The chemistry of the world's oceans is changing at a rate not seen for 65 million years, with far-reaching implications for marine biodiversity and food security, according to a new United Nations study released Thursday.
"Environmental Consequences of Ocean Acidification," published by the U.N. Environmental Program (UNEP)," warns that production of shellfish, such as mussels, shrimp or lobsters, could be most at risk since they will find it harder to build protective shells. It could also damage coral reefs, vital as nurseries for many commercial fish stocks.
Lead author of the report Carol Turley, from the UK's Plymouth Marine Laboratory said in a statement: "We are seeing an overall negative impact from ocean acidification directly on organisms and on some key ecosystems that help provide food for billions. We need to start thinking about the risk to food security."
Tropical reefs provide shelter and food for around a quarter of all known marine fish species, according to the U.N. report, while over one billion people rely on fish as a key source of protein.
Increasing acidification is likely to affect the growth and structural integrity of coral reef, the study says, and coupled with ocean warming could limit the habitats of crabs, mussels and other shellfish with knock-on effects up and down the food chain.
Other marine biologists studying the impact of ocean acidification, which occurs when carbon dioxide dissolves in seawater, have found it affects the ability of fish to smell.
They have discovered that young fish reared in water with elevated levels of carbon dioxide in the water become unable to distinguish the scent of predators and even seem attracted to their smell.
The researchers showed that in the wild, these fish larvae take greater risks, swimming further from shelter that might hide them from predators. More of the fish larvae also die in the wild, sparking fears that fish populations could struggle to survive and replenish themselves as oceans become more acidic.
British researchers pointed out that with an increase in the acidification of the ocean Britain’s famous salmon runs are in danger. The salmon species rely on tiny shellfish when they go out to sea and feed before returning to rivers like the Tay in Scotland or the Test in Hampshire
“One could see a reduction in salmon,” Dr. Carol Turley said. “Ocean acidification may have significant future impacts on catches of crabs, mussels and other shellfish; species dependent on coral reefs and ones such as salmon that feed on smaller, shell building organisms lower down the food chain know as ptetropods.”
The report, unveiled during the latest round of U.N. climate talks in Cancun, Mexico, says that around a quarter of the world's CO2 emissions are currently being absorbed by the oceans, where they are turned into carbonic acid.
Overall, pH levels in seas and oceans worldwide have fallen by an average of 30 percent since the Industrial Revolution. The report predicts that by the end of this century ocean acidity will have increased 150 percent, if emissions continue to rise at the current rate.

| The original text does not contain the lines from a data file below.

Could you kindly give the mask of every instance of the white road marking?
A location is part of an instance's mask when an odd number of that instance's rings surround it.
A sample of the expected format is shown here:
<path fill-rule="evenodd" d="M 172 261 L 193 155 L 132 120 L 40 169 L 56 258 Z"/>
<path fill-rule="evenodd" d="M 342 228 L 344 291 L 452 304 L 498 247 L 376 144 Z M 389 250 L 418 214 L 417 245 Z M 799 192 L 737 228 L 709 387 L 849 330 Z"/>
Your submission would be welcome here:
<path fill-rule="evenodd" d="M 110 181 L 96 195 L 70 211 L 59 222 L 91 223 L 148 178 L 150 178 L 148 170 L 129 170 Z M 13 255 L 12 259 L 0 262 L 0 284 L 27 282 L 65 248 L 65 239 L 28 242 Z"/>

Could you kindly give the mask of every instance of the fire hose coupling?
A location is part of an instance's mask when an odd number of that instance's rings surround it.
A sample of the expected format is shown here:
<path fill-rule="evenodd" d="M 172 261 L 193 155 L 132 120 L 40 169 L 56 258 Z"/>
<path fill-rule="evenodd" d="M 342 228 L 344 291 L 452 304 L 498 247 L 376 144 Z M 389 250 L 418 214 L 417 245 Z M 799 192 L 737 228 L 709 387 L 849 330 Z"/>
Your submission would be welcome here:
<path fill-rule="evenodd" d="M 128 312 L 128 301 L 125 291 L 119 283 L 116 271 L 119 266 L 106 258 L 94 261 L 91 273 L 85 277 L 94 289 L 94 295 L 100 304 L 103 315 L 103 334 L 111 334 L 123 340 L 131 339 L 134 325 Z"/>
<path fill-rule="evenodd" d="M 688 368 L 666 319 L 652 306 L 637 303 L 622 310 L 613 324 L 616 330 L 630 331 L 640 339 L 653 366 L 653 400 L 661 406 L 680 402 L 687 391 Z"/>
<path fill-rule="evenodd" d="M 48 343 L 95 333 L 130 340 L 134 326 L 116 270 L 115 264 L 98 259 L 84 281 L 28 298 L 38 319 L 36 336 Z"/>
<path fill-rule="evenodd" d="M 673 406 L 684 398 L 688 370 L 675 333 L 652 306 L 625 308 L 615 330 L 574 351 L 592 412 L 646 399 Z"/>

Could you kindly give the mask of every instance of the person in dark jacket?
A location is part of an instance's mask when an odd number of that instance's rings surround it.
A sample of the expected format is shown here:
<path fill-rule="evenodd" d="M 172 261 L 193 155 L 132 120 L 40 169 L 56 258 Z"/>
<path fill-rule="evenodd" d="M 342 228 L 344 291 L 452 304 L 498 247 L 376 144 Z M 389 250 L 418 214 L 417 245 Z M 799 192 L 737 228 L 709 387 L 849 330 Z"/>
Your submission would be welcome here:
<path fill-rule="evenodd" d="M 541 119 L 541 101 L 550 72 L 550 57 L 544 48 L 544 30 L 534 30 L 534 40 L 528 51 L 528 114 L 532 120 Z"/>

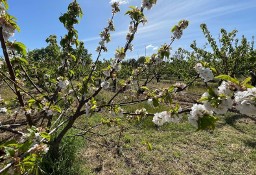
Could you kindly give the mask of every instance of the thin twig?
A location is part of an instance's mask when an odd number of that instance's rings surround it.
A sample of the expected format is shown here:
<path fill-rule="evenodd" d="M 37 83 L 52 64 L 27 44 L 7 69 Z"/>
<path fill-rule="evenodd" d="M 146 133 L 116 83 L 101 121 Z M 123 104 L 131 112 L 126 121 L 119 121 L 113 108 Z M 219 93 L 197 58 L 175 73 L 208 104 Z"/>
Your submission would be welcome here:
<path fill-rule="evenodd" d="M 20 131 L 16 131 L 16 130 L 13 130 L 11 128 L 7 128 L 7 127 L 3 127 L 3 126 L 0 126 L 0 130 L 8 131 L 8 132 L 11 132 L 13 134 L 23 135 L 23 133 L 20 132 Z"/>
<path fill-rule="evenodd" d="M 21 69 L 23 70 L 23 72 L 25 73 L 26 77 L 28 78 L 29 82 L 34 86 L 34 88 L 36 88 L 36 90 L 40 93 L 43 94 L 42 91 L 37 87 L 37 85 L 31 80 L 30 76 L 27 74 L 26 70 L 24 69 L 23 66 L 21 66 Z"/>

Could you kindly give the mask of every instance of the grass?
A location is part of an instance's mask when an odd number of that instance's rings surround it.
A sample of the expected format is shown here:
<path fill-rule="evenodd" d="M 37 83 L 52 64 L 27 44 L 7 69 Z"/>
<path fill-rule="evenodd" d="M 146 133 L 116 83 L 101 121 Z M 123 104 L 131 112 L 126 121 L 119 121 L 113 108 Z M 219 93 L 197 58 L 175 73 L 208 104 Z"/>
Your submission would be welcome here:
<path fill-rule="evenodd" d="M 232 125 L 229 124 L 230 120 L 234 120 Z M 115 147 L 118 134 L 92 138 L 94 142 L 88 142 L 78 153 L 87 173 L 160 175 L 256 172 L 256 125 L 251 119 L 229 116 L 221 120 L 213 132 L 196 132 L 186 122 L 156 128 L 150 121 L 151 118 L 140 125 L 126 125 L 129 129 L 121 137 L 121 155 L 117 154 Z M 100 128 L 101 133 L 104 130 L 108 129 Z M 106 143 L 112 147 L 101 145 Z"/>
<path fill-rule="evenodd" d="M 162 86 L 165 86 L 163 84 Z M 190 88 L 186 94 L 199 94 L 205 89 Z M 183 97 L 185 96 L 184 94 Z M 197 100 L 197 96 L 186 100 Z M 152 108 L 147 103 L 126 110 L 145 107 L 149 112 L 166 110 Z M 97 123 L 103 113 L 90 119 Z M 152 117 L 143 121 L 121 118 L 120 126 L 102 126 L 87 135 L 87 143 L 77 153 L 84 174 L 172 175 L 172 174 L 255 174 L 256 121 L 229 113 L 218 121 L 212 132 L 196 132 L 189 123 L 168 124 L 157 128 Z M 111 133 L 112 134 L 107 134 Z M 99 133 L 97 135 L 95 133 Z M 105 135 L 106 134 L 106 135 Z M 121 137 L 120 137 L 121 135 Z"/>
<path fill-rule="evenodd" d="M 151 86 L 161 88 L 169 84 Z M 10 98 L 12 94 L 3 90 L 2 97 Z M 190 107 L 203 92 L 204 86 L 196 84 L 178 94 L 175 100 L 184 101 L 184 108 Z M 109 99 L 113 94 L 103 91 L 98 98 Z M 125 96 L 121 94 L 116 101 L 124 100 Z M 143 107 L 151 113 L 168 109 L 140 103 L 125 110 Z M 79 119 L 76 126 L 88 128 L 101 123 L 102 118 L 113 116 L 103 112 L 86 121 Z M 63 161 L 55 162 L 55 172 L 83 175 L 248 175 L 256 172 L 256 121 L 253 118 L 229 113 L 218 121 L 212 132 L 196 132 L 185 120 L 157 128 L 152 117 L 142 121 L 118 118 L 119 124 L 99 125 L 76 140 L 70 139 L 74 130 L 69 132 L 64 141 Z"/>

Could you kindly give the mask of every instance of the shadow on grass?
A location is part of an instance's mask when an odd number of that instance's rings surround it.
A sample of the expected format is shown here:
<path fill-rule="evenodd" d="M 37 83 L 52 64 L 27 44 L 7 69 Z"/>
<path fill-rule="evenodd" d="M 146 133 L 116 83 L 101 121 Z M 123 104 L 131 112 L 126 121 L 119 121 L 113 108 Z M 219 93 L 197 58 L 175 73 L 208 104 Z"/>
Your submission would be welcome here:
<path fill-rule="evenodd" d="M 244 144 L 248 147 L 251 147 L 253 149 L 256 148 L 256 140 L 245 140 Z"/>
<path fill-rule="evenodd" d="M 245 116 L 245 115 L 230 115 L 225 118 L 226 124 L 232 126 L 234 129 L 238 130 L 239 132 L 245 133 L 244 130 L 241 129 L 241 126 L 237 125 L 237 121 L 240 119 L 251 119 L 256 124 L 256 118 Z"/>

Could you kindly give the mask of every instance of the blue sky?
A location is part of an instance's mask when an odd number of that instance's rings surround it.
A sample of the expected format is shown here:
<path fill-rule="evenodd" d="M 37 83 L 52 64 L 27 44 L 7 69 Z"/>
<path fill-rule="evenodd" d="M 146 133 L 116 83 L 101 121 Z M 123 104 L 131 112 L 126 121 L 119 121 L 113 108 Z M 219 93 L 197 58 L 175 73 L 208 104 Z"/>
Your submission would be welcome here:
<path fill-rule="evenodd" d="M 86 48 L 93 57 L 100 41 L 99 33 L 107 25 L 111 17 L 110 0 L 77 0 L 84 16 L 76 28 L 79 39 L 85 42 Z M 129 6 L 140 6 L 140 0 L 120 0 L 121 12 L 117 14 L 114 24 L 116 31 L 112 33 L 112 42 L 108 44 L 108 53 L 102 54 L 102 59 L 114 56 L 115 48 L 125 44 L 129 17 L 124 15 Z M 46 46 L 45 39 L 56 34 L 58 38 L 66 31 L 59 22 L 61 13 L 65 13 L 71 0 L 9 0 L 9 13 L 18 18 L 21 28 L 12 40 L 23 42 L 27 48 L 35 49 Z M 158 0 L 151 10 L 145 11 L 148 23 L 140 26 L 135 37 L 134 51 L 127 58 L 138 58 L 152 54 L 163 43 L 170 41 L 170 28 L 181 19 L 190 21 L 183 37 L 175 41 L 173 50 L 178 47 L 190 49 L 190 44 L 196 40 L 198 46 L 206 42 L 200 29 L 201 23 L 206 23 L 212 35 L 217 38 L 221 28 L 228 31 L 237 29 L 238 37 L 245 35 L 251 40 L 256 34 L 256 0 Z"/>

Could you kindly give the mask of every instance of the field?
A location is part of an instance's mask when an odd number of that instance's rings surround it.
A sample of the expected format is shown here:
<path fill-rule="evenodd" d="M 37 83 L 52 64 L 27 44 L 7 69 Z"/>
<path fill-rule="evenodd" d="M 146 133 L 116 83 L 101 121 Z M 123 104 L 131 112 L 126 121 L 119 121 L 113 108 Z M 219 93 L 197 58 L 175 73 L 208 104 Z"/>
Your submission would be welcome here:
<path fill-rule="evenodd" d="M 151 83 L 150 87 L 168 87 L 169 82 Z M 1 88 L 4 98 L 13 96 Z M 189 108 L 205 91 L 201 84 L 191 86 L 174 97 L 183 108 Z M 100 98 L 109 98 L 103 91 Z M 126 94 L 121 94 L 118 100 Z M 147 102 L 131 105 L 126 111 L 146 108 L 150 113 L 167 110 L 167 106 L 154 108 Z M 131 120 L 118 117 L 118 124 L 102 125 L 102 119 L 112 114 L 102 112 L 76 122 L 73 129 L 87 128 L 86 134 L 74 137 L 79 147 L 72 166 L 77 174 L 255 174 L 256 172 L 256 120 L 228 113 L 221 118 L 214 131 L 196 131 L 184 120 L 180 123 L 156 127 L 152 116 Z M 2 116 L 4 117 L 4 116 Z M 114 118 L 114 117 L 113 117 Z M 116 117 L 115 117 L 116 118 Z M 19 119 L 19 118 L 18 118 Z M 7 118 L 7 120 L 10 120 Z M 71 132 L 73 133 L 73 132 Z M 8 134 L 1 133 L 1 140 Z M 73 138 L 72 134 L 67 137 Z M 66 161 L 69 161 L 68 159 Z"/>
<path fill-rule="evenodd" d="M 176 98 L 190 106 L 202 91 L 204 88 L 194 86 Z M 166 109 L 147 103 L 130 108 L 141 107 L 150 112 Z M 104 115 L 109 116 L 103 113 L 89 123 L 99 123 Z M 157 128 L 151 120 L 128 121 L 123 117 L 122 131 L 120 125 L 89 130 L 82 138 L 84 146 L 76 153 L 82 174 L 255 174 L 254 119 L 228 113 L 212 132 L 197 132 L 185 120 Z"/>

But scientists say there may well be winners and losers as acidification doesn't affect all sea creatures in the same way.

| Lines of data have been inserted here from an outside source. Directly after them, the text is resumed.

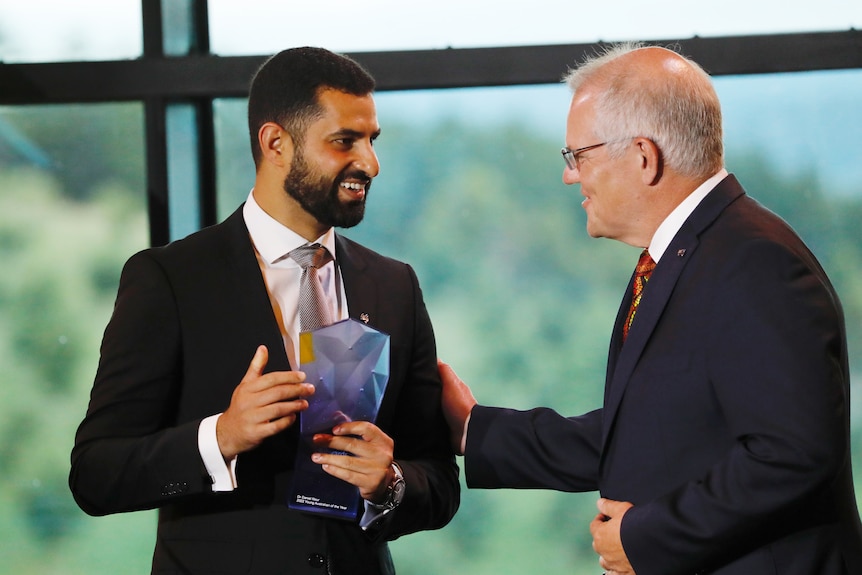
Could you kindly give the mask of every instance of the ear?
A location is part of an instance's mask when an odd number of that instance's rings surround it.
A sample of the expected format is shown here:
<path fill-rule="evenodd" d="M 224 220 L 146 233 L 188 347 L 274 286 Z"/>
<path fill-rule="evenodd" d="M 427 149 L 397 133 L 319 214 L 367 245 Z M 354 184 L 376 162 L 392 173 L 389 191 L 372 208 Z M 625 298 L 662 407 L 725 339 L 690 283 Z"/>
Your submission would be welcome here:
<path fill-rule="evenodd" d="M 257 142 L 265 162 L 279 167 L 290 166 L 293 161 L 293 139 L 275 122 L 267 122 L 257 131 Z"/>
<path fill-rule="evenodd" d="M 661 150 L 649 138 L 636 138 L 635 145 L 641 163 L 641 182 L 645 186 L 653 186 L 658 183 L 662 176 L 664 162 L 662 161 Z"/>

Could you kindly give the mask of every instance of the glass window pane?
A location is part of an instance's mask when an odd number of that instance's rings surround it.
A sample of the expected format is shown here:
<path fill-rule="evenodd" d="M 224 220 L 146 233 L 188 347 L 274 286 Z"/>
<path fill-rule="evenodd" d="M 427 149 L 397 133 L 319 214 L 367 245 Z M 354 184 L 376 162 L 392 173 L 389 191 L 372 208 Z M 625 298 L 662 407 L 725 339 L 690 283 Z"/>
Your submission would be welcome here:
<path fill-rule="evenodd" d="M 210 0 L 210 33 L 218 54 L 269 54 L 290 46 L 340 52 L 662 40 L 755 33 L 834 31 L 862 26 L 862 3 L 824 0 L 728 0 L 720 9 L 687 0 L 578 3 L 536 0 L 330 0 L 255 3 Z M 637 14 L 637 17 L 621 17 Z M 265 22 L 261 21 L 265 15 Z M 270 28 L 266 27 L 270 23 Z M 266 33 L 271 32 L 271 33 Z"/>
<path fill-rule="evenodd" d="M 171 240 L 201 227 L 198 121 L 191 104 L 175 103 L 165 112 L 168 150 L 168 213 Z"/>
<path fill-rule="evenodd" d="M 796 227 L 843 300 L 862 497 L 862 71 L 715 83 L 728 168 Z M 599 406 L 637 250 L 589 238 L 579 191 L 562 184 L 567 88 L 384 92 L 376 101 L 381 172 L 365 221 L 345 235 L 415 266 L 439 354 L 477 397 L 566 414 Z M 254 174 L 245 102 L 216 110 L 218 179 L 230 182 L 219 192 L 224 217 Z M 527 285 L 533 272 L 538 286 Z M 399 572 L 413 574 L 452 564 L 465 573 L 590 573 L 594 514 L 593 493 L 471 490 L 448 527 L 403 537 L 392 550 Z"/>
<path fill-rule="evenodd" d="M 186 56 L 194 47 L 192 28 L 196 0 L 162 2 L 162 34 L 168 56 Z"/>
<path fill-rule="evenodd" d="M 10 573 L 145 573 L 155 515 L 68 487 L 120 269 L 148 243 L 139 104 L 0 107 L 0 556 Z"/>
<path fill-rule="evenodd" d="M 731 168 L 759 155 L 781 174 L 816 179 L 829 196 L 862 193 L 862 72 L 723 76 L 715 86 Z"/>
<path fill-rule="evenodd" d="M 219 221 L 233 213 L 254 186 L 247 110 L 245 98 L 221 98 L 213 102 Z"/>
<path fill-rule="evenodd" d="M 0 61 L 123 60 L 141 54 L 140 0 L 0 2 Z"/>

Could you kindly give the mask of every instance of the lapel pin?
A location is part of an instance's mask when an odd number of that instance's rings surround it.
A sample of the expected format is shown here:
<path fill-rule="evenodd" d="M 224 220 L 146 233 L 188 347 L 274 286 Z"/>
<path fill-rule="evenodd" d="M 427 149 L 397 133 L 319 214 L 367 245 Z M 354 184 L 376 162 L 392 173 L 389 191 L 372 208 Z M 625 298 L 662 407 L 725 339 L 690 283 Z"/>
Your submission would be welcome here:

Adult lobsters, for example, may increase their shell-building as pH levels fall, as might brittle stars -- a close relation of the starfish -- but at the cost of muscle formation.
"The ability, or inability, to build calcium-based skeletons may not be the only impact of acidification on the health and viability of an organism: brittle stars perhaps being a case in point," Turley said in a statement.
"It is clearly not enough to look at a species. Scientists will need to study all parts of the life-cycle to see whether certain forms are more or less vulnerable."
Scientists are more certain about the fate of photosynthetic organisms such as seagrasses, saying they are likely to benefit from rising acidification and that some creatures will simply adapt to the changing chemistry of the oceans.
The authors identify a range of measures which policymakers need to consider to stop pH levels falling further, including "rapid and substantial cuts" to CO2 emissions as well as assessing the vulnerability of communities which rely on marine resources.
"Ocean acidification is yet another red flag being raised, carrying planetary health warnings about the uncontrolled growth in greenhouse gas emissions. It is a new and emerging piece in the scientific jigsaw puzzle, but one that is triggering rising concern," Achim Steiner, UNEP executive director, said in a statement.
"Whether ocean acidification on its own proves to be a major or a minor challenge to the marine environment and its food chain remains to be seen," he concluded.